Question

answer the 9 question I will mark you as brainiest

Answer 1

2 ,4, 3 are answer
first find the factors of constant and then add to get 9.

Answer 2

Given f(x) = x^3 - 9x^2 + 26x - 24.

Let a, b, c be the zeroes of the polynomial.

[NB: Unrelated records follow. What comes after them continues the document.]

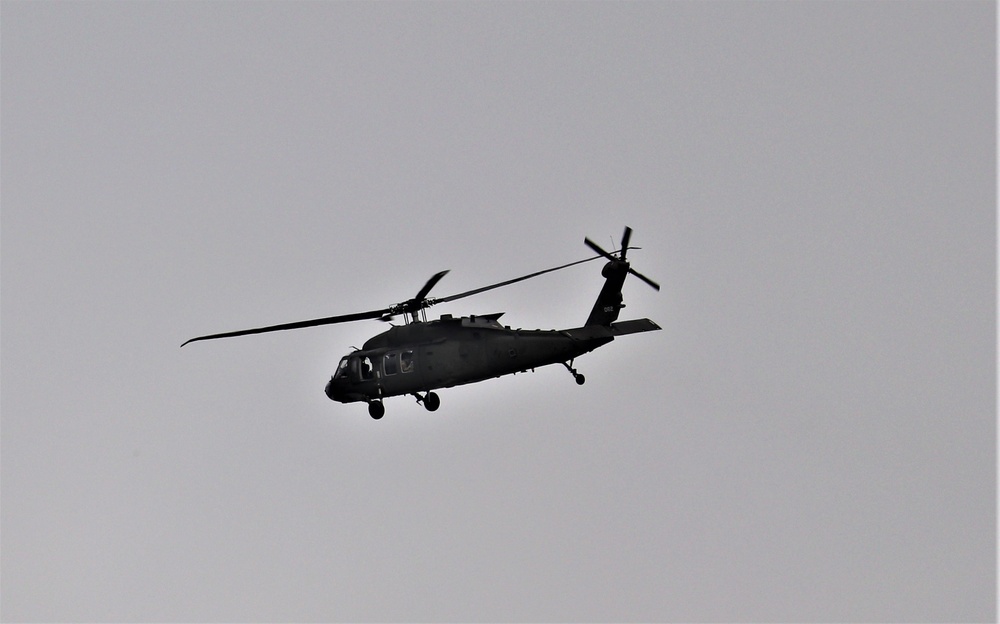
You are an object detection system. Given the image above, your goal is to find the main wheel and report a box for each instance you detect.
[424,392,441,412]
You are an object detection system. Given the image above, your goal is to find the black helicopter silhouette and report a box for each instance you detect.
[181,226,660,420]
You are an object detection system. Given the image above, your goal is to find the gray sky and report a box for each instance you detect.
[0,2,997,621]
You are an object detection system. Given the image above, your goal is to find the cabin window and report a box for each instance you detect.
[333,357,349,379]
[399,351,413,373]
[359,355,375,381]
[382,351,399,375]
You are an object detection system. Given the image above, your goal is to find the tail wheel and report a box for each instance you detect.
[424,392,441,412]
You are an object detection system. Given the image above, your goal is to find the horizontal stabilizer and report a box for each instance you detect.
[611,319,660,336]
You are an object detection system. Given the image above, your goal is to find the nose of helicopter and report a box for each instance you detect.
[323,377,337,401]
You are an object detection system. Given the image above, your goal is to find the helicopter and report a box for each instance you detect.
[181,226,660,420]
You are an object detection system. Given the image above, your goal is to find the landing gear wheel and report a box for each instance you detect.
[424,392,441,412]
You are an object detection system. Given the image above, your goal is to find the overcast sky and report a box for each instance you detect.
[0,2,997,622]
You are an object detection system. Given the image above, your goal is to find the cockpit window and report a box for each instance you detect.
[382,351,399,375]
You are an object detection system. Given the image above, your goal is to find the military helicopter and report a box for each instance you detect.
[181,227,660,420]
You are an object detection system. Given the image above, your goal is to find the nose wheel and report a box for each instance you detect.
[563,360,587,386]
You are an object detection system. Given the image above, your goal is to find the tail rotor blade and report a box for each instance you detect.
[622,225,632,260]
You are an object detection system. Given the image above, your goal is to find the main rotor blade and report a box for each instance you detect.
[413,271,448,301]
[583,238,618,262]
[431,256,601,303]
[628,268,660,290]
[181,308,389,347]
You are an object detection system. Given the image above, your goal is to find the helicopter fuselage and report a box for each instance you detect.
[326,313,658,403]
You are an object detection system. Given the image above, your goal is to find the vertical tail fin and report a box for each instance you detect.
[586,260,628,327]
[583,226,660,327]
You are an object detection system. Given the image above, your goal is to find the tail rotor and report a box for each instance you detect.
[583,225,660,290]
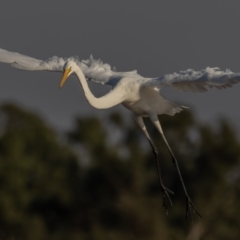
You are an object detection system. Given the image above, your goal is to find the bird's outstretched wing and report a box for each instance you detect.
[0,49,139,86]
[0,49,66,71]
[144,67,240,92]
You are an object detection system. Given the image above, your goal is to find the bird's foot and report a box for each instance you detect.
[161,185,174,215]
[186,196,202,223]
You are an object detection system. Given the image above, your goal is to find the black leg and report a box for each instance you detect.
[150,115,202,221]
[148,138,174,214]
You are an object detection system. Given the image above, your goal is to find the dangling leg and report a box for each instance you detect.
[149,115,202,221]
[135,115,174,214]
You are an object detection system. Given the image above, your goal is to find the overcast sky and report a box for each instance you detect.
[0,0,240,129]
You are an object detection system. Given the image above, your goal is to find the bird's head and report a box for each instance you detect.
[59,60,77,88]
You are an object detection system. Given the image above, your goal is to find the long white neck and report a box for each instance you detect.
[75,68,124,109]
[75,68,99,108]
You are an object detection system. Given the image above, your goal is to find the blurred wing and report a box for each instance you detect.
[0,49,66,71]
[78,56,141,86]
[0,49,140,86]
[145,67,240,92]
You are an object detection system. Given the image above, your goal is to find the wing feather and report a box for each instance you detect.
[0,49,140,86]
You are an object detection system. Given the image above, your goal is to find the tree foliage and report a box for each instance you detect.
[0,104,240,240]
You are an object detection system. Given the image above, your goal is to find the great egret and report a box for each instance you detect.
[0,49,240,218]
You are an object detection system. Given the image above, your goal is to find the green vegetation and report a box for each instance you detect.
[0,104,240,240]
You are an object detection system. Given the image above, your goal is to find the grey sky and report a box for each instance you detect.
[0,0,240,129]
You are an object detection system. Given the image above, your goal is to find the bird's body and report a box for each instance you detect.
[0,49,240,220]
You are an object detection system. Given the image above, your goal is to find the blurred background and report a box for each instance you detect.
[0,0,240,240]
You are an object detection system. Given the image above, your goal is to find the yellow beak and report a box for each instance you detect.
[59,68,71,88]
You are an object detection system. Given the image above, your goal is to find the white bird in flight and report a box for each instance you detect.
[0,49,240,219]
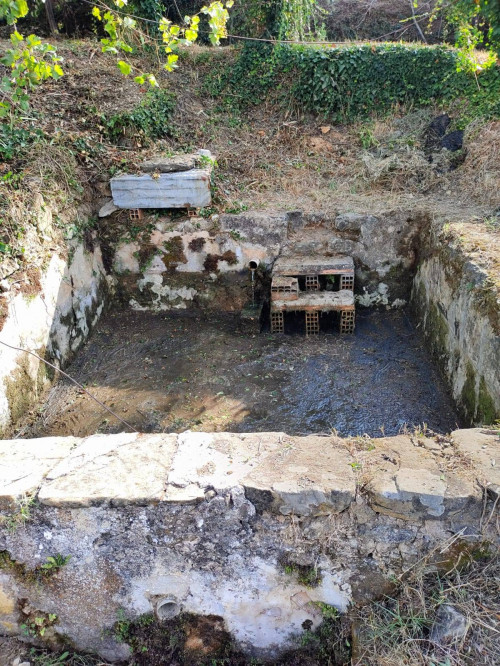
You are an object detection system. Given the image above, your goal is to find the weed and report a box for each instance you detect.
[484,215,500,232]
[21,611,60,640]
[40,553,71,575]
[100,88,175,141]
[0,492,36,532]
[281,555,322,587]
[358,126,379,150]
[114,608,132,643]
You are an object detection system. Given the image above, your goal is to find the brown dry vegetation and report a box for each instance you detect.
[0,41,500,666]
[0,41,500,278]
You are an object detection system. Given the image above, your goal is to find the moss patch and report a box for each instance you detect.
[188,238,206,252]
[203,250,238,273]
[476,377,500,425]
[5,349,47,424]
[162,236,187,270]
[134,243,159,273]
[425,303,449,361]
[460,361,476,423]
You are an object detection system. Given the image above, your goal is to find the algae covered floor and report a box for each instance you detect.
[18,310,459,437]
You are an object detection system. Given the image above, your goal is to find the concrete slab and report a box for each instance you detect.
[111,169,212,209]
[0,437,76,511]
[271,289,354,312]
[273,255,354,276]
[38,433,177,507]
[242,436,356,516]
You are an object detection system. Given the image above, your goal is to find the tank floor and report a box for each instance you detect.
[18,310,460,437]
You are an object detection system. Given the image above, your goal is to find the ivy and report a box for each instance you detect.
[0,0,63,124]
[207,43,500,122]
[102,88,175,141]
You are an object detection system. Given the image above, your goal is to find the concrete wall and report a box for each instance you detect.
[0,243,108,436]
[0,430,500,663]
[114,212,428,310]
[413,240,500,424]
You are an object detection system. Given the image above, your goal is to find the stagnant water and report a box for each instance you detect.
[19,310,460,437]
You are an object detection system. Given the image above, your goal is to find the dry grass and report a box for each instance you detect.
[460,120,500,208]
[353,551,500,666]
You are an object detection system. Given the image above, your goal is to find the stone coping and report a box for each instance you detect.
[0,428,500,520]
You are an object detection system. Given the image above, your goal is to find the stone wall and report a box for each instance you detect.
[413,239,500,424]
[0,243,108,436]
[0,430,500,661]
[113,212,429,310]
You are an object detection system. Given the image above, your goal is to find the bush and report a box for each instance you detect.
[103,88,175,141]
[208,43,500,122]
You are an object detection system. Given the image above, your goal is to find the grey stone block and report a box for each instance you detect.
[111,169,212,209]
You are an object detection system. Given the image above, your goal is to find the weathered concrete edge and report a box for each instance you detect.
[0,429,500,521]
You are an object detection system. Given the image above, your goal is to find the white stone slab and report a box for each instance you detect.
[38,433,177,508]
[0,437,80,511]
[111,169,212,208]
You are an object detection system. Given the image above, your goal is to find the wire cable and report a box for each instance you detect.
[82,0,427,46]
[0,340,138,432]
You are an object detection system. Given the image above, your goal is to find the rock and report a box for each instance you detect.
[0,257,19,280]
[309,136,333,153]
[99,199,120,217]
[441,130,464,152]
[335,213,376,231]
[425,113,451,150]
[430,604,469,644]
[111,169,212,209]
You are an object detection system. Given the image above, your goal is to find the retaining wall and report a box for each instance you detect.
[412,239,500,423]
[0,430,500,661]
[0,243,109,437]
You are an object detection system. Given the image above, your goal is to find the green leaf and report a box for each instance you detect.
[117,60,132,76]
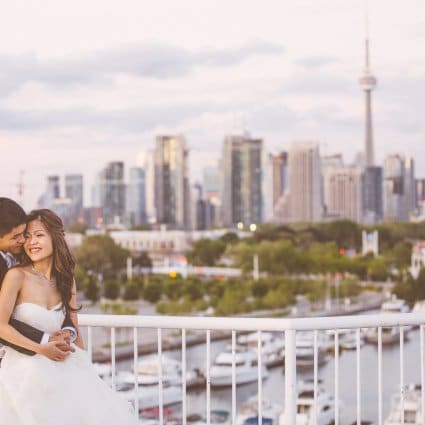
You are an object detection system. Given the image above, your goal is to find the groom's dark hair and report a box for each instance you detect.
[0,198,27,238]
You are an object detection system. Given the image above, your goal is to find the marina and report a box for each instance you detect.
[83,308,421,425]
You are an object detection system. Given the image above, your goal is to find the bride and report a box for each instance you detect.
[0,209,137,425]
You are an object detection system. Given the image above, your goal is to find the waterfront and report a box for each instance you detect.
[111,322,420,425]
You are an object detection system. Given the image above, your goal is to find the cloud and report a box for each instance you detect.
[0,41,285,96]
[295,56,340,70]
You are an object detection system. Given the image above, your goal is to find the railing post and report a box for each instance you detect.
[285,329,297,425]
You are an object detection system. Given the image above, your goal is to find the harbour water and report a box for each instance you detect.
[117,322,421,425]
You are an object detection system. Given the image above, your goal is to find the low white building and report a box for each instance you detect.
[410,241,425,279]
[109,230,190,254]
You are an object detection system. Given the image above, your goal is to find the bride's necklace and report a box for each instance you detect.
[31,266,56,285]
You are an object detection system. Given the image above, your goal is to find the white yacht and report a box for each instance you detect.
[364,326,400,345]
[365,295,412,345]
[384,384,423,425]
[238,332,285,367]
[116,372,182,409]
[136,354,205,388]
[210,346,268,387]
[381,294,410,313]
[279,382,335,425]
[186,409,230,425]
[236,396,283,425]
[326,329,364,350]
[295,331,329,368]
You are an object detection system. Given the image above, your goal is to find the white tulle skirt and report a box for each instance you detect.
[0,347,138,425]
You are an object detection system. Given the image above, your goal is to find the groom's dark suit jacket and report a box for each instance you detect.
[0,255,75,356]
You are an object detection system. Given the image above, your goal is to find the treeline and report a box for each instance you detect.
[187,220,425,281]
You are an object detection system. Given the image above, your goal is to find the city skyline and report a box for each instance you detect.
[0,0,425,207]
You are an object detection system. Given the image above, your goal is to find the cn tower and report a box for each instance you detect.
[359,13,377,166]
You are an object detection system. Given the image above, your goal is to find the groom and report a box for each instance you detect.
[0,197,77,360]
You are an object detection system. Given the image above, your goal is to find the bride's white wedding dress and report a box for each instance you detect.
[0,303,138,425]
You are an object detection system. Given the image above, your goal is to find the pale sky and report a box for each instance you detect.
[0,0,425,208]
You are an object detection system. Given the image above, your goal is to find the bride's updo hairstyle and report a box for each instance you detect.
[23,209,78,313]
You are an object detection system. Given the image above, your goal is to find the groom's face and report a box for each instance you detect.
[0,224,25,255]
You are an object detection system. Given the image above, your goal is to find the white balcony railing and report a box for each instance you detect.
[79,313,425,425]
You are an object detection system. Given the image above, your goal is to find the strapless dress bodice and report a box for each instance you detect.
[13,302,65,333]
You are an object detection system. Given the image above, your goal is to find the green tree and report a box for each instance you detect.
[103,280,121,300]
[143,281,162,303]
[367,257,388,281]
[123,280,143,301]
[75,235,130,277]
[186,239,226,266]
[133,251,152,268]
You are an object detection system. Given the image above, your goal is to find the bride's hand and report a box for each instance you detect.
[38,341,69,362]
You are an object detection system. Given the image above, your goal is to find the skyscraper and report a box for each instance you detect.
[363,165,383,224]
[221,132,263,226]
[127,167,146,226]
[155,135,190,229]
[384,154,415,221]
[274,142,323,222]
[65,174,83,222]
[98,161,126,225]
[38,175,60,208]
[321,153,344,215]
[326,166,363,222]
[359,14,377,166]
[137,149,156,223]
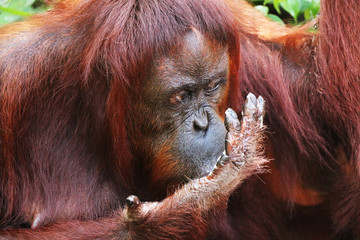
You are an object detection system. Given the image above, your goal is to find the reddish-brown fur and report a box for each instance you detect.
[217,0,360,239]
[0,0,360,239]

= > We know that sum of zeroes = -b/a

a + b + c = -(-9)/1

a + b + c = 9.  ------- (1)

Given that sum of its two zeroes is 5.

5 + c = 9

c = 4.    ---------- (2)


= > We know that product of zeroes = -d/a

abc = -(-24)/1

abc = 24   

ab(4) = 24

ab = 6  -------- (3) 


Substitute (3) in (1)

= > a + b + 4 = 9

= > a + b = 5  ----- (4)


We know that (a + b)^2 = (a - b)^2 + 4ab

= > (5)^2 = (a - b)^2 + 4(6)

= > 25 = (a - b)^2 + 24

= > a - b = 1   ------ (5)


On solving (4) & (5), we get

a + b = 5

a - b = 1

------------------

2a = 6

a = 3.


Substitute a = 3 in (4), we get

= > a + b = 5

= > 3 + b = 5

= > b = 5 - 3

= > b = 2.




Therefore the zeroes of the polynomial are 3,2,4.



Hope this helps!